Quell’episodio, nello speech politico statunitense, portò a parlare anni fa di “effetto Bradley”, riferendosi alla distorsione dei sondaggi ed alla classica situazione in cui, in un sondaggio preelettorale o in un exit-poll, un notevole numero di elettori si dichiari favorevole a votare per un candidato o sostenga di essere ancora indeciso rispetto al proprio orientamento di voto, ma nel momento effettivo di manifestare la propria preferenza, scelga il candidato di cui non aveva fatto menzione.  Questione di desiderabilità sociale o tornaconto post-elettorale?

Nel caso di Bradley un numero cospicuo di elettori bianchi si era detto ben disposto a votare per un candidato non bianco, ma la storia ha raccontato il contrario, rintracciandone le cause in ragioni razziali quanto politiche.

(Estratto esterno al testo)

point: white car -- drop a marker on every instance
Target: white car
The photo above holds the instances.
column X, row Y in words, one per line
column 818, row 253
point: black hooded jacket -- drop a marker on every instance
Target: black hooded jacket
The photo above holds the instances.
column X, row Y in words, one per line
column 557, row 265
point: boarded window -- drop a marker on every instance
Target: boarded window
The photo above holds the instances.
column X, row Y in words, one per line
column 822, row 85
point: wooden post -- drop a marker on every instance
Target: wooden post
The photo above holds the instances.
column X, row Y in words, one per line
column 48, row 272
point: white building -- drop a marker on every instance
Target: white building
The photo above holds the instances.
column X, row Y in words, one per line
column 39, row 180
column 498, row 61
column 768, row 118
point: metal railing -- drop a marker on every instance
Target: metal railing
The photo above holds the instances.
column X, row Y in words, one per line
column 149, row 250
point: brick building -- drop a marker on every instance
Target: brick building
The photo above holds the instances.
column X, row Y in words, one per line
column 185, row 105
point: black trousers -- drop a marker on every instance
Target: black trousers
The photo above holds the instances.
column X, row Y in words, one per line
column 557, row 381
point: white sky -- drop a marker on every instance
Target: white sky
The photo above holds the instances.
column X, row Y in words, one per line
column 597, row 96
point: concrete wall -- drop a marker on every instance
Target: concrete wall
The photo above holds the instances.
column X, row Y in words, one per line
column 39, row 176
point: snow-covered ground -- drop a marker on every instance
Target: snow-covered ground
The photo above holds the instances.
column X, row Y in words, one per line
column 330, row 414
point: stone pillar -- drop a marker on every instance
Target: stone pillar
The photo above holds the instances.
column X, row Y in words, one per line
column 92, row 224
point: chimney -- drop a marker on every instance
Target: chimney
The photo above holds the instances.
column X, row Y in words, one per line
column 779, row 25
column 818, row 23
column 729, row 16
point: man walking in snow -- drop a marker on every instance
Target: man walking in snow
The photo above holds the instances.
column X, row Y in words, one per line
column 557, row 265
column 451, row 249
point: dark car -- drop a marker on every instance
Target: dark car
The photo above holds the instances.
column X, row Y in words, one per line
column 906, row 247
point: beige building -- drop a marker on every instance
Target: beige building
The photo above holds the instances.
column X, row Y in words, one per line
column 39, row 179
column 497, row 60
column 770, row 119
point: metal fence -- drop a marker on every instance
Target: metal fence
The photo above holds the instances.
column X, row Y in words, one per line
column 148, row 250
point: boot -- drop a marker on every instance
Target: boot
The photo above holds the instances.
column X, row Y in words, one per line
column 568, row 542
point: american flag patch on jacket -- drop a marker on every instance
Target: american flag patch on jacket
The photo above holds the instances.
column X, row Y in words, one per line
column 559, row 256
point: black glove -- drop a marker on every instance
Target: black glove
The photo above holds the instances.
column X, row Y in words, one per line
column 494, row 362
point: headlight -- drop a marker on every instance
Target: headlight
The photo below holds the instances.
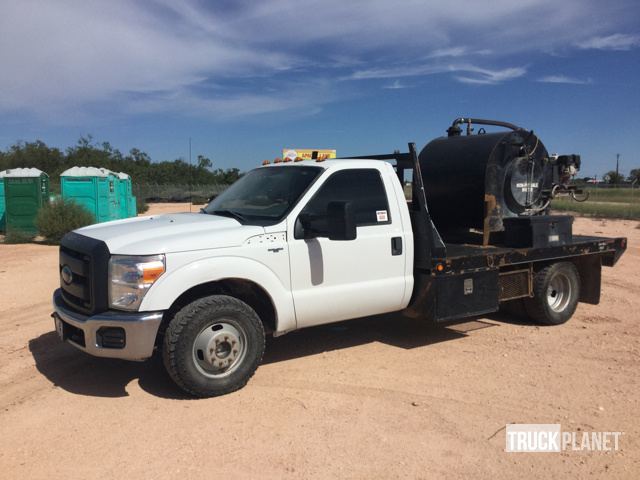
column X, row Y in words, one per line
column 130, row 277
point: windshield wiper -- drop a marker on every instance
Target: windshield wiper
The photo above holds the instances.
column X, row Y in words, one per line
column 230, row 213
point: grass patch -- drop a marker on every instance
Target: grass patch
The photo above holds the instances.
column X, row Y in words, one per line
column 18, row 236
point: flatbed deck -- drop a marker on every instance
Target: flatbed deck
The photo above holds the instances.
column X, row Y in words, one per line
column 469, row 257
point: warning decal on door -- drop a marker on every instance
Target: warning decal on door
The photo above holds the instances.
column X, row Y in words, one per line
column 381, row 215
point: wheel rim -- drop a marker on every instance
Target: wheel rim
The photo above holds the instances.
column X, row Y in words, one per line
column 219, row 349
column 559, row 292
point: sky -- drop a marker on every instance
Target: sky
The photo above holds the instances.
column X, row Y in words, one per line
column 244, row 79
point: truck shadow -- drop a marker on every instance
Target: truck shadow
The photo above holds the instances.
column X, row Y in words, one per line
column 78, row 373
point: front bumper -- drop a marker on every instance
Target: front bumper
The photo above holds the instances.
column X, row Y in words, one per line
column 86, row 332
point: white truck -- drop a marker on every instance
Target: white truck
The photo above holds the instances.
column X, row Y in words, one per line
column 292, row 245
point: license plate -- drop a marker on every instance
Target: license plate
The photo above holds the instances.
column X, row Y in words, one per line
column 59, row 328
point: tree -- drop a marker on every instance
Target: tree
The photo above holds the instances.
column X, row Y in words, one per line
column 613, row 178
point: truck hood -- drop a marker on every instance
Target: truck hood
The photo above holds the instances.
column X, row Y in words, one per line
column 168, row 233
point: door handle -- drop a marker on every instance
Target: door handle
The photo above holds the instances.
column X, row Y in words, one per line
column 396, row 246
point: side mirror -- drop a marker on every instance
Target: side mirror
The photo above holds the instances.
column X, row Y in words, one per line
column 341, row 221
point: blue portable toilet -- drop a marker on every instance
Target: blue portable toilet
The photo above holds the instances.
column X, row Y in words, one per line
column 93, row 188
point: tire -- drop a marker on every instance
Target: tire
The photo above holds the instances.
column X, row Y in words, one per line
column 213, row 346
column 556, row 290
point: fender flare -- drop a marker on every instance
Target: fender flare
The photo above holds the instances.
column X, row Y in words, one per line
column 173, row 284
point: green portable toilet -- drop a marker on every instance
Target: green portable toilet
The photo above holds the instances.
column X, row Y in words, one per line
column 112, row 179
column 124, row 195
column 2, row 209
column 26, row 190
column 93, row 188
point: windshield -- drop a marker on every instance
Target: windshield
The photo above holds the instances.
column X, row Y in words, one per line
column 264, row 195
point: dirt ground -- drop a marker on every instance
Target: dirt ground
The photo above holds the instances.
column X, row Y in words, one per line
column 377, row 397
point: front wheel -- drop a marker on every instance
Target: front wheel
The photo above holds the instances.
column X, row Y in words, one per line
column 213, row 346
column 556, row 291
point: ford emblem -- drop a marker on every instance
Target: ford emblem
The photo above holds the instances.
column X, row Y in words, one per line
column 66, row 274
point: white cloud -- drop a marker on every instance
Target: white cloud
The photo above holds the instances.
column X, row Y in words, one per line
column 64, row 58
column 565, row 79
column 396, row 85
column 617, row 41
column 466, row 73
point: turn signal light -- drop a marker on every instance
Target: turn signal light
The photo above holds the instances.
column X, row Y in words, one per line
column 152, row 271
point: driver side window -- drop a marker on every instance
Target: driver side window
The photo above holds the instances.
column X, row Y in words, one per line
column 363, row 188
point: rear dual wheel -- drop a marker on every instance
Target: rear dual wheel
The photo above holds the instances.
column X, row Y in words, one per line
column 556, row 291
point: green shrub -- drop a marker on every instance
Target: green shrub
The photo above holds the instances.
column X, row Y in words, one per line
column 61, row 216
column 18, row 236
column 141, row 205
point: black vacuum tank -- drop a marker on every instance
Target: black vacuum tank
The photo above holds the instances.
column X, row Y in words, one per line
column 477, row 180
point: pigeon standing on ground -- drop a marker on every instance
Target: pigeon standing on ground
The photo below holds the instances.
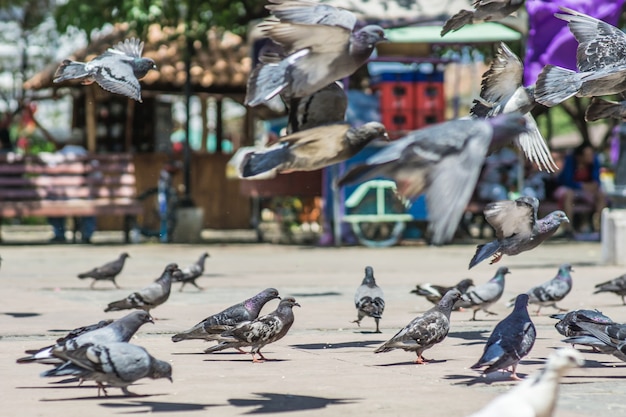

Nel 2016, l’effetto Bradley ha colpito ancora una volta il paese dalla bandiera a stelle e strisce, è il caso appunto delle elezioni presidenziali negli Stati Uniti. Infatti, la candidata democratica Hillary Clinton, fino alla sera prima, veniva data vincente dagli analisti dei principali network sul candidato repubblicano Donald Trump. La preferenza apparentemente data alla Clinton oscillava su più punti percentuali e Trump non godeva dell’endorsement di nessun grande giornale. I sondaggi Stato per Stato, davano la Clinton ormai lanciata per il podio della Casa Bianca, ma anche in questo caso, l’election day decretò presidente Donald Trump con una vittoria dirompente. I democratici furono sconfitti nei principali swing states, quali Ohio, Florida e Pennsylvania, ma anche negli Stati storicamente a trazione democratica, come Michigan e Wisconsin. Una fetta di analisti interpellati avrebbe commentato che la falla nei sondaggi sarebbe dipesa dagli “hidden voters”, gli elettori nascosti, che avrebbero mentito sul nome del candidato che erano realmente determinati a votare.

Che si parli di desiderabilità sociale o di effetto Bradley, ciò che rileva è in parte il confine incerto delle stime di alcuni sondaggi e la falsità di molte dichiarazioni, rese per opportunismo o nel tentativo di apparire più socialmente gradevoli o conformi al pensiero dominante. Occorrerebbe bilanciare i contenuti dei sondaggi, ma forse garantire ancor di più la privacy degli intervistati, cercando di superare il fattore distorsivo della desiderabilità sociale attraverso l’anonimizzazione del campione di popolazione interrogato.

La riflessione vale anche per il targeting delle opinioni e delle campagne sulle piattaforme social.

In parecchi casi riguarda un’adesione di comodo ad alcuni post e l’inganno sta nel pensare che il gradimento esternato sui social, comporti comunque consapevolezza e sostegno.